Thierry Maillard (p), Dominique Di Piazza (elb), André Ceccarelli (dms).

Label / Distribution : Ilona Records

Thierry Maillard est un musicien de contrastes. Il n’y a pas si longtemps – c’était l’année dernière – le pianiste avait accompli un vieux rêve en associant sa musique à celle d’un orchestre symphonique. Ainsi était né The Kingdom Of Arwen (Naïve), son douzième disque, dont l’onirisme céleste avait en outre bénéficié du concours de quelques pointures jamais en manque d’élévation, tel Dominique Di Piazza ou encore le stratosphérique Nguyên Lê et ses flammèches électriques de toute beauté. Mais cette fois, avec Il Canto Delle Montagne qui, par son seul titre, suggère une profonde respiration et plus que jamais un regard tourné vers le ciel, il n’est plus question de grande formation, du moins par le nombre. Retour au trio – c’était la formule de Paris New-York, son premier disque avec John Patitucci et Dennis Chambers en 1997 – et pas n’importe lequel puisque Thierry Maillard a fait appel à une cellule rythmique qui à elle seule est l’expression d’un chant. On retrouve le flamboyant Di Piazza et ses élans en forme de morceaux de bravoure tout aussi mélodiques que rythmiques aux côtés de celui qu’on pourrait définir comme le sage de la pulsation, histoire de ne pas lui rappeler qu’il fait désormais partie du club des anciens. Souple et puissant à la fois, André Ceccarelli répond présent, avec la science paisible du groove qu’on lui connaît, à l’appel d’une musique qui se révèle plus que jamais vibratoire. Et pour cause...

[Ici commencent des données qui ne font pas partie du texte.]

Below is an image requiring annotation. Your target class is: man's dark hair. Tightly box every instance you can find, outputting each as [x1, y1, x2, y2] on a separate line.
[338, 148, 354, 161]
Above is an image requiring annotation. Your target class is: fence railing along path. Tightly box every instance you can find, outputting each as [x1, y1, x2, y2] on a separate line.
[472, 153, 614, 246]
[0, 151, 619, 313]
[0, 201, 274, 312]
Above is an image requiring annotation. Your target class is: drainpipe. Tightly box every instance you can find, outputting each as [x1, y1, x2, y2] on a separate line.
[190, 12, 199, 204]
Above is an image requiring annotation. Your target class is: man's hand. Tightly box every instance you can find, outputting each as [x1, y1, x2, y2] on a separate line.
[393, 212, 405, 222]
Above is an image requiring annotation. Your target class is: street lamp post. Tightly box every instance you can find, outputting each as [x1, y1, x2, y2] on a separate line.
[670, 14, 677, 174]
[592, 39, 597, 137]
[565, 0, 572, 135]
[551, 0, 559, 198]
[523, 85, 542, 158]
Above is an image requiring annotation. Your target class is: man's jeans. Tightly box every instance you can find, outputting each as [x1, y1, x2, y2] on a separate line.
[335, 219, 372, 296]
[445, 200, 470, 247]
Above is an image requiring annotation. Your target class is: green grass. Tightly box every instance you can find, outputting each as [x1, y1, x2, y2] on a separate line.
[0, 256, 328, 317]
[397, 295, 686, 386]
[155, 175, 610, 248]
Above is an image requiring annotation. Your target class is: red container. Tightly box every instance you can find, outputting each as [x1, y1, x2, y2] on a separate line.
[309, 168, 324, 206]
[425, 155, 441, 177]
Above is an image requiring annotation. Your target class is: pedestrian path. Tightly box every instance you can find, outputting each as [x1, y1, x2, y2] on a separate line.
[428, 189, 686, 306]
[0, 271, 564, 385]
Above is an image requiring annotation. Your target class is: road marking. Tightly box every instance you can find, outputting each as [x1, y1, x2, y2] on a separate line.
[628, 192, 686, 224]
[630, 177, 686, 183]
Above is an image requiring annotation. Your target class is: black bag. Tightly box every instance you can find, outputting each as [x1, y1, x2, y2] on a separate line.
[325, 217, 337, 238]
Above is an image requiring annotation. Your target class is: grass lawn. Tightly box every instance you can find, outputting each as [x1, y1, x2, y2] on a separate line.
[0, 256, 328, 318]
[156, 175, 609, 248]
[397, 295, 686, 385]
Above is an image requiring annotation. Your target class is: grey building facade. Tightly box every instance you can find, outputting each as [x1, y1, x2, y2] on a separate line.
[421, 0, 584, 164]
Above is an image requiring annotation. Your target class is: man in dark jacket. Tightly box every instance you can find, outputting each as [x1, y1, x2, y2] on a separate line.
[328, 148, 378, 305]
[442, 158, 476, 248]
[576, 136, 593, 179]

Si ce disque a été enregistré au mois d’avril 2016, il est important de rappeler qu’une partie de son répertoire fut composée lors du weekend des attentats ayant ensanglanté Paris en novembre 2015. D’où la présence d’une composition dont le titre, « Plus jamais pareil », est porteur de bien des émotions que nous avons malheureusement connues. Pourtant, le pathos et les bons sentiments semblent bien absents de ces quinze histoires qui sont autant de voyages d’un continent à l’autre ou à l’intérieur de soi (sans oublier la chanson de Francis Lemarque « À Paris » qui vient conclure cet hommage et trouve là une place naturelle). En effet, pas de mélodies larmoyantes dans Il Canto Delle Montagne, Thierry Maillard ayant visiblement souhaité serrer les poings, repartir de plus belle et composer une musique qui s’inscrive à la croisée de ses chemins, comme témoignage d’une nécessaire union. L’homme a une formation classique et la dimension impressionniste de certains thèmes nous le rappelle sans ambiguïté (« Lullaby » et son romantisme assumé en sont l’illustration). Son jazz fourmille de mille palpitations, comme en témoignent « My Own Jazz » ou « Réunion ». Enfin, les thèmes élaborés par Thierry Maillard ont souvent des allures de pop songs (« Viking Song », « Le lac de Côme »), ce qui n’étonnera personne car, après tout, il est bien question de chansons dans ce disque. L’interprétation, elle aussi au sommet, est empreinte d’une gravité porteuse d’émotion sans pour autant être cérémonieuse (« Il Canto Delle Montagne »). Surtout, elle souligne la brillance des trois voix qui s’expriment et la profondeur de leurs chants respectifs. Et puis, disons-le tout net : le pianiste a rarement été en si belle forme, tant on ressent chez lui le besoin d’illuminer son jeu, de lui insuffler une force vitale et de pousser ses deux camarades au meilleur (Dominique Di Piazza est éblouissant du début à la fin, il est bon de le souligner). C’est l’union sacrée, en quelque sorte, pour des raisons de survie. Les quelque soixante-dix minutes de l’album passent à la vitesse de l’éclair et ne secrètent jamais le moindre ennui, même lorsqu’une composition a pour titre « Le temps qui passe » !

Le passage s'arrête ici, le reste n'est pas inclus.